Bivariate data analysis is a fundamental aspect of statistics that involves studying the relationship between two variables. It provides insights into how changes in one variable are associated with changes in another. In this article, we will explore the concepts of bivariate data, scatter diagrams, correlation coefficients, and rank correlation.

Bivariate Data

Bivariate data consists of pairs of observations or measurements taken from two different variables for each individual or item. For example, consider a dataset where we record the hours studied $x$ and the corresponding test scores $y$ of several students. Each student’s data point would be represented as $x,y$ .

Scatter diagram

A scatter diagram (also known as a scatter plot) visually represents bivariate data points on a graph. The $x$ and $y$ values are plotted as points, allowing us to observe patterns, trends, and relationships between the two variables. A scatter diagram helps us identify whether there is a positive, negative, or no correlation between the variables

Correlation Coefficients

Correlation coefficients quantify the strength and direction of the linear relationship between two variables. Three common types of correlation coefficients are:

A. Simple Correlation :

Definition: Simple correlation measures the strength and direction of the linear relationship between two variables ( $x$ and $y$ ). It is represented by the Pearson correlation coefficient ( $r$ ).
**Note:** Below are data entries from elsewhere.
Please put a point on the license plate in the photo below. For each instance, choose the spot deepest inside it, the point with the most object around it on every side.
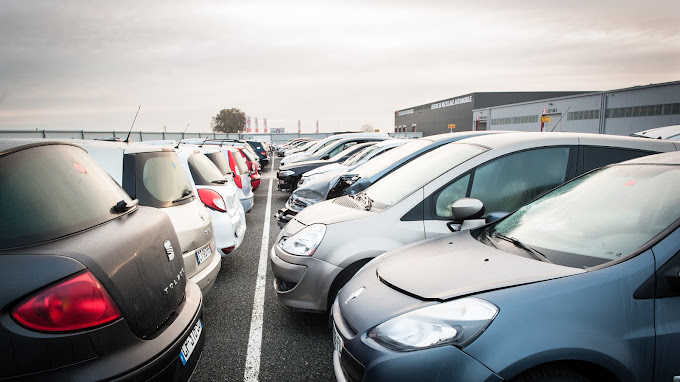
(203, 253)
(190, 342)
(337, 341)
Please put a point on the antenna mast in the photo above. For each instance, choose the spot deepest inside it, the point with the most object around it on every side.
(127, 139)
Mathematical Notation: The Pearson correlation coefficient ( $r$ ) between two variables $x$ and $y$ is calculated as:

$r = \frac{\sum{(x_i - \bar{x})(y_i - \bar{y})}}{\sqrt{\sum{(x_i - \bar{x})^2} \sum{(y_i - \bar{y})^2}}}$

Where $x_i$ and $y_i$ are individual data points, $\bar{x}$ and $\bar{y}$ are the means of $x$ and $y$ respectively.

Real-Life Example: Consider a dataset that records the hours studied ( $x$ ) and the corresponding test scores ( $y$ ) of several students. The Pearson correlation coefficient ( $r$ ) will quantify the strength and direction of the linear relationship between study hours and test scores. If $r$ is close to 1, it indicates a strong positive correlation, implying that as study hours increase, test scores tend to increase as well.

B. Partial Correlation

Definition: Partial correlation examines the relationship between two variables ( $x$ and $y$ ) while controlling for the influence of a third variable ( $z$ ).

Mathematical Notation: The partial correlation coefficient ( $r_{xy.z}$ ) between variables $x$ and $y$ , controlling for variable $z$ , is calculated as:

$r_{xy.z} = \frac{r_{xy} - r_{xz} \cdot r_{yz}}{\sqrt{(1 - r_{xz}^2) \cdot (1 - r_{yz}^2)}}$

Where $r_{xy}$ is the simple correlation coefficient between $x$ and $y$ , $r_{xz}$ is the simple correlation coefficient between $x$ and $z$ , and $r_{yz}$ is the simple correlation coefficient between $y$ and $z$ .

Real-Life Example: Consider a study analyzing the relationship between the hours spent studying ( $x$ ) and exam scores ( $y$ ), while controlling for the effect of sleep hours ( $z$ ). The partial correlation coefficient $r_{xy.z}$ will provide insight into the direct relationship between studying and exam scores while accounting for the influence of sleep.

C. Multiple Correlation

Definition: Multiple correlation analyzes the relationship between two variables ( $x$ and $y$ ) while considering the impact of additional predictor variables ( $z_1, z_2, \ldots, z_n$ ).

Mathematical Notation : The multiple correlation coefficient ( $R_{xy.z_1z_2\ldots z_n}$ ) between variables $x$ and $y$ , considering the predictor variables $z_1, z_2, \ldots, z_n$ , is calculated as:

$R_{xy.z_1z_2\ldots z_n} = \sqrt{\frac{r_{xy}^2 - r_{xz_1}^2 - r_{xz_2}^2 - \ldots - r_{xz_n}^2}{1 - r_{xz_1}^2 - r_{xz_2}^2 - \ldots - r_{xz_n}^2}}$

Where $r_{xy}$ is the simple correlation coefficient between $x$ and $y$ , and $r_{xz_1}, r_{xz_2}, \ldots, r_{xz_n}$ are the simple correlation coefficients between $x$ and each predictor variable $z_1, z_2, \ldots, z_n$ .

Real-Life Example: Suppose you want to predict a student’s final exam score ( $y$ ) based on the number of hours studied ( $x_1$ ), sleep hours ( $x_2$ ), and attendance in review sessions ( $x_3$ ). The multiple correlation coefficient $R_{xy.x_1x_2x_3}$ will help assess the collective impact of studying, sleep, and attendance on the final exam score.